まずスタート直後に昨年のホープフルSの覇者ドゥラエレーデがバランスを崩して、坂井瑠星騎手が落馬するアクシデントがありました。そしてゴール前では、急に失速した2番人気のスキルウィングがゴール後に転倒し動かなくなってしまいました。ルメール騎手が鞍を外して介抱しましたが、その甲斐もなくそのまま亡くなってしまったのです。スキルウィングの死因は心不全という事ですが、競走馬はよく心不全で亡くなるケースが多いようです。
競走馬の心不全は人間のそれと同じく、心臓の機能が正常でなくなってしまい全身に血液を送れなくなってしまう症状です。
心不全はレースや調教中など激しい運動中に起こると思いがちですが、実はそうでもないようです。
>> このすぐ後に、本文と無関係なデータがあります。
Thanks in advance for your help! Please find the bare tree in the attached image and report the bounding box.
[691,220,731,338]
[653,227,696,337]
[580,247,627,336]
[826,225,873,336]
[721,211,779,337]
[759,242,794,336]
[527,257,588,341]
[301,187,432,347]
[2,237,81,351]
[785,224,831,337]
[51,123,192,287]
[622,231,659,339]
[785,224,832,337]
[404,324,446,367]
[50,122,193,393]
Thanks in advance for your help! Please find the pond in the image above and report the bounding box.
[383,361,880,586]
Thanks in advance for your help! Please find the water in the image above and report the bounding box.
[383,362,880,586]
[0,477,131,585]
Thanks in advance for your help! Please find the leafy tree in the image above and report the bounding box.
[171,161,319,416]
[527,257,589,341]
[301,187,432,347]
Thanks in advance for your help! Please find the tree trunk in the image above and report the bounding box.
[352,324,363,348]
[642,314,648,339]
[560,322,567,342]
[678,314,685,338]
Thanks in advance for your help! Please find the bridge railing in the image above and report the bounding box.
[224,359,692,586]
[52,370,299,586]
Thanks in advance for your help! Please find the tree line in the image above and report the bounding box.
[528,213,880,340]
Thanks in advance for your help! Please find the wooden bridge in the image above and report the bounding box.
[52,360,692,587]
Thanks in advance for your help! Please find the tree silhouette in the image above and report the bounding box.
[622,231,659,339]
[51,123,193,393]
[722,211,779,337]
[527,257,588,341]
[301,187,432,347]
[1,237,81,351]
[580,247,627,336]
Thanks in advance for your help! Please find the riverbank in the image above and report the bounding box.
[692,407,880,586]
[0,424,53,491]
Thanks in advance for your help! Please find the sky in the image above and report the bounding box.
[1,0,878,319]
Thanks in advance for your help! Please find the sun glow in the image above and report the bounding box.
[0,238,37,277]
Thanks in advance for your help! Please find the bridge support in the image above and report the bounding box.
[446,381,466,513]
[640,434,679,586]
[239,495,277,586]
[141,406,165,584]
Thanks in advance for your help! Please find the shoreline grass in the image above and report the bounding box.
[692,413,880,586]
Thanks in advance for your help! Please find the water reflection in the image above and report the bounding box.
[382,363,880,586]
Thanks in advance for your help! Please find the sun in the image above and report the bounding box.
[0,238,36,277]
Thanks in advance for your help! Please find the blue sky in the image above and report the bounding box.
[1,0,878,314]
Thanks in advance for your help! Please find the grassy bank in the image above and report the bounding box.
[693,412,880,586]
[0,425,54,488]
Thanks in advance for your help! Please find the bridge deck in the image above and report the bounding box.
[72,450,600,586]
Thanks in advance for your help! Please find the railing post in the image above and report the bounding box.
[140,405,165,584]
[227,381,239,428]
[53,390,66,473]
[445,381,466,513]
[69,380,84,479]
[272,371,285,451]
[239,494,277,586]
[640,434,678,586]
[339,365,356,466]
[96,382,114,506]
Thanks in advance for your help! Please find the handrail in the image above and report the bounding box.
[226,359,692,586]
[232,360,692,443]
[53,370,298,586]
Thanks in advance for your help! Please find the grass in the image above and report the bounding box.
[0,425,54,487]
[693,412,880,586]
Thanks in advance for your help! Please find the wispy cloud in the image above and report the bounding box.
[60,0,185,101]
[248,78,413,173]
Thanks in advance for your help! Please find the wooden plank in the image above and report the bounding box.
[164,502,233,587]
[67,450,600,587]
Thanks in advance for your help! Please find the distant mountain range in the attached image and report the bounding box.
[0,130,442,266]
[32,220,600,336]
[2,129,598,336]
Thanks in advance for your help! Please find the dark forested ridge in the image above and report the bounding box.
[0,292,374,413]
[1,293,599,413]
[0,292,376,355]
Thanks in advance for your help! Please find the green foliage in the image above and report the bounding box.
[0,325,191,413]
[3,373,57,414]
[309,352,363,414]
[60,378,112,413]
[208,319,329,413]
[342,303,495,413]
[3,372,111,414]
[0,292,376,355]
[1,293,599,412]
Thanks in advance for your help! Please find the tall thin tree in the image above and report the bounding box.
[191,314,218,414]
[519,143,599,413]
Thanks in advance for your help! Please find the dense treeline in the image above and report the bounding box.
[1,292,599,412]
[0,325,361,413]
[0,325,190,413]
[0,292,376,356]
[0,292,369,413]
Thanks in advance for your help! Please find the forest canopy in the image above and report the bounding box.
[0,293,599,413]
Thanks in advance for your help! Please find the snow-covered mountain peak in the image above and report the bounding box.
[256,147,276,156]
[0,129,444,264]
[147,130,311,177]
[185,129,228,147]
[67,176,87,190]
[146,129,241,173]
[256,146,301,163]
前日まで元気だった馬が朝になったら亡くなっていたという事もあるそうで、その原因が心不全という事もあり、心不全になる原因も完全に分かっているわけではないようです。
近年、調教技術のレベルアップや医療の進歩によりレース中の骨折で命を落としてしまう馬は減ってきている一方で、心不全により命を落としてしまう馬が増えてきている傾向があります。これは競走馬の育成技術が発達し、より速く、より強い馬が増えてきていますが、逆に身体に掛かる負担も増えているようです。負担を補うために飼葉も改良され、高カロリーになっている事も心不全が増加している一因のようです。
心不全とは別に心房細動がありますが、馬の心房細動とはどのような症状なのでしょうか。2023年の京都記念でエフフォーリアや天皇賞春でタイトルホルダーが発症して競争を中止したことは有名ですが、JRAホームページの競馬用語辞典の説明によると以下になります。心臓に異常な電気信号が起こり、心房が規則正しいリズムを失う不整脈の一種で、競走馬がレース中に発症すると、血液を全身に送り出せなくなるため急激に失速する。ヒトの心房細動とは異なり、全く異常のない競走馬がレース中に突如として発症し、特に治療を行わなくても治癒するものがほとんどだそうです。